И вот смелые мысли начинают шевелиться у ученых в головах. Хочется умножить наши звериные богатства, хочется подарить нашим лесам новых, полезных, заморских зверей, расплодить у нас на морозе заморских птиц, поставить в скотные, птичьи дворы ту самую дикую живность, что юрко пряталась от нас в лесу.
Поставить во дворы? Ну, скажем, целый загон крыс — тоже прячутся, тоже живность. А куда она, эта паскудная, голохвостая крыса? Ни шерсти от нее, ни молока. А обожрет она — хорошо это знаем — любой совхоз дочиста. Конечно, ученые не крысу суют колхознику и не волками собираются набить наши леса.
Хорошо во всем мире известен наш советский зверь — соболь. Нет, не зверь, конечно, а его шкурка: она на первом месте висит в самых парадных витринах Лондона и Парижа. Наш зверь соболь. Кроме нашего Союза, — нигде во всем мире. Ох как хотят немцы, американцы развести у себя эту драгоценную зверюшку! Ведь это все равно что посеять золото. Посыпал — и золотой урожай! Чего бы лучше! Но соболь как будто держит нашу советскую руку, и нигде во всем мире нет ни одной пары на племя. А если бы была, развелись бы? Нет.
У нас в Московском зоопарке ученые — профессора, зоологи, биологи — долго бились, чтобы узнать, что надо соболю, чтобы плодиться. Наловили, насадили в клетки и соболей, и соболюшек, а приплоду нет. Холили их, лелеяли, берегли — хороши соболя, а живут по-холостому. Пришло наконец в голову: не в кормах ли дело? Стали примечать. И смешная вещь: этот хищник, — а соболь всем хищникам хищник, — как поймает птицу, первое, за что берется, — за голову. А в птичьей голове первое, что выедает, — мозги. На остальное ему будто и наплевать.
Ученым полный простор. Коли надо, пожалуйста, сколько хочешь птичьих голов — корми соболей. И что же выяснил профессор Мантейфель (он заведует научным отделом зоопарка)?
Важно, чтобы в кормах у соболя было все, без чего жизнь зверя не идет нормально. И если, например, в кормах нет птичьих мозгов, то размножение задерживается. Кроме того, надо учитывать и то, что в разные времена года эти звери по-разному упитаны, и если об этих изменениях забывать, то ни при каких условиях звери плодиться не будут. Зоопарк эти задачи решил.

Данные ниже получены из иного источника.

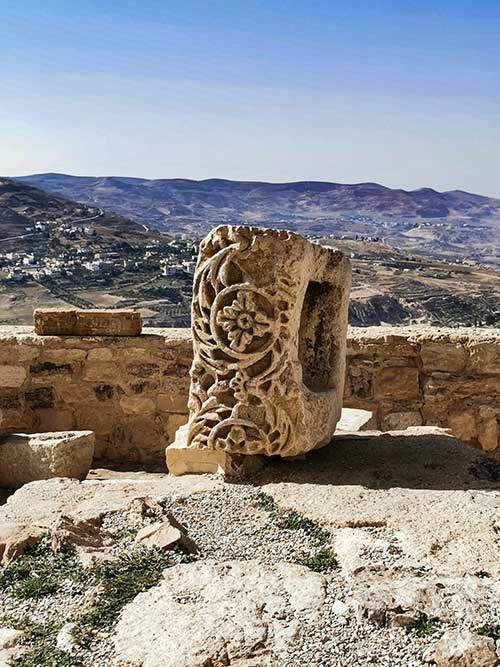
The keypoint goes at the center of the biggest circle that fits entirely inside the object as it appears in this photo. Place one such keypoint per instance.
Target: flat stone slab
(184, 460)
(28, 457)
(74, 322)
(353, 420)
(426, 498)
(43, 503)
(207, 613)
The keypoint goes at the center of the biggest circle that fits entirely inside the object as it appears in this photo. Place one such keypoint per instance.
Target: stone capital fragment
(269, 321)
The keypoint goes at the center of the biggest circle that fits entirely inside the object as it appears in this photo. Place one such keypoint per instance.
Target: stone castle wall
(132, 391)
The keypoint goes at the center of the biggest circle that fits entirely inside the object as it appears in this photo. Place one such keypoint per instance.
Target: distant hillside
(22, 206)
(454, 225)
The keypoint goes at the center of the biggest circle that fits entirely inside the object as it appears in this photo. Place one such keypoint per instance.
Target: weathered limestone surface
(423, 375)
(133, 391)
(269, 321)
(232, 613)
(43, 503)
(184, 460)
(27, 458)
(76, 322)
(436, 501)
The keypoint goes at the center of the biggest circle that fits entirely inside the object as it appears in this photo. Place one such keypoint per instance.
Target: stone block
(463, 425)
(73, 322)
(269, 325)
(137, 405)
(399, 421)
(53, 419)
(173, 402)
(443, 356)
(100, 354)
(184, 460)
(397, 383)
(353, 420)
(25, 458)
(12, 376)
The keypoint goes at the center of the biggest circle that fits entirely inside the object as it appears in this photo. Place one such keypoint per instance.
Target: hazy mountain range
(22, 205)
(55, 251)
(452, 225)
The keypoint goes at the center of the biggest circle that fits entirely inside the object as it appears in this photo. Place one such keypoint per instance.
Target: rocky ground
(381, 549)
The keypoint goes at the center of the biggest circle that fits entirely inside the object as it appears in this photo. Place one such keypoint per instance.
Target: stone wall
(132, 391)
(420, 375)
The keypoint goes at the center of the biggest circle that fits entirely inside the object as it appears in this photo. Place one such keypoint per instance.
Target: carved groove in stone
(258, 326)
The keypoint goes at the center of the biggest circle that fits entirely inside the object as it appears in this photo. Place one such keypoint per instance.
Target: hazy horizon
(402, 94)
(248, 180)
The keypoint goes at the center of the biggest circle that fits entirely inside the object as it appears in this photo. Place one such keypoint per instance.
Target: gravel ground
(238, 522)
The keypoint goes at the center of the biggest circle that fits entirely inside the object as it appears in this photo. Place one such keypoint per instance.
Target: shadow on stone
(386, 461)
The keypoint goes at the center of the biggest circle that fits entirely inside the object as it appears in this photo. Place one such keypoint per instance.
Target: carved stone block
(269, 321)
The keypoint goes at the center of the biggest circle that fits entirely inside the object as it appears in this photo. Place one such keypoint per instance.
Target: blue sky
(403, 93)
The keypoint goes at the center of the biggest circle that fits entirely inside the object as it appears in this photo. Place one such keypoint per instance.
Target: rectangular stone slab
(74, 322)
(269, 321)
(28, 457)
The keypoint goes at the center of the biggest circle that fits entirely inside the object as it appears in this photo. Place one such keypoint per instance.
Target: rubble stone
(57, 322)
(28, 457)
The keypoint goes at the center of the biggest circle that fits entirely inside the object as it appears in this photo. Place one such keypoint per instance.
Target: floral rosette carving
(238, 334)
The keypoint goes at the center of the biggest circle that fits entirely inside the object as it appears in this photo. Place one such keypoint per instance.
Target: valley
(54, 252)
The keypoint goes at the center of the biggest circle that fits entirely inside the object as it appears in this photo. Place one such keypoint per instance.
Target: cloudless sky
(405, 93)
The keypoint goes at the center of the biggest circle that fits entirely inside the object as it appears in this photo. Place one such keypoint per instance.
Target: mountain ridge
(454, 225)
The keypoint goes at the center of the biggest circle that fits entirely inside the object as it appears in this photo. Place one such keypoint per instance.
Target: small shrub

А надо сказать, что к этому времени драгоценного зверя все меньше и меньше ставало в сибирской тайге. Прошли те времена, когда тунгусы за чугунный котел битком набивали его соболиными шкурками. И таежный промышленник теперь ловчится и хитрит — и капканом, и американским ружьем. И много новых таежных троп сквозь бурелом и валежник пробили сибирские охотники в гоньбе за соболем.
Чего же ждать? Ждать, пока начисто выбьют драгоценную шкуру? И Советский Союз позвал на помощь ученых. И ученые сказали: «Опыты зоопарка нам показали все, что нужно для соболиного приплода, чтоб получался он не только на воле, а и в неволе».
Навезли соболей со всех концов сибирского края, из Забайкалья, из енисейской тайги, из-за Урала. Вот они, звери! Нате, плодите! И выросли в Пушкине, под Москвой и в других частях СССР соболиные звериные совхозы.
В совхозе тот же ученый глаз следит за зверьем. В клетках по одному сидят соболя. И тамошние люди знают, что соболиный гон в июле, что девять месяцев будет носить соболюшка, знают, что долой самца, пока мать с детьми, знают, какой сколотить ей домик, что ей надо давать, когда носит, и что — когда кормит.
Ни в каком санатории, ни в какой больнице не найдете вы такой образцовой диетической кухни, не найдете такой чистоты, такой аккуратности, разве в аптеке. Ни один доктор, ни одна сиделка своих больных так не знает, как зверовод своих соболей. Он сам пробует пищу, прежде чем ее понесут раздавать соболям. Дают ее в мисочках, десять минут по часам на еду. Кто не доел, все равно убирают. И соболи знают: не доел — пропало.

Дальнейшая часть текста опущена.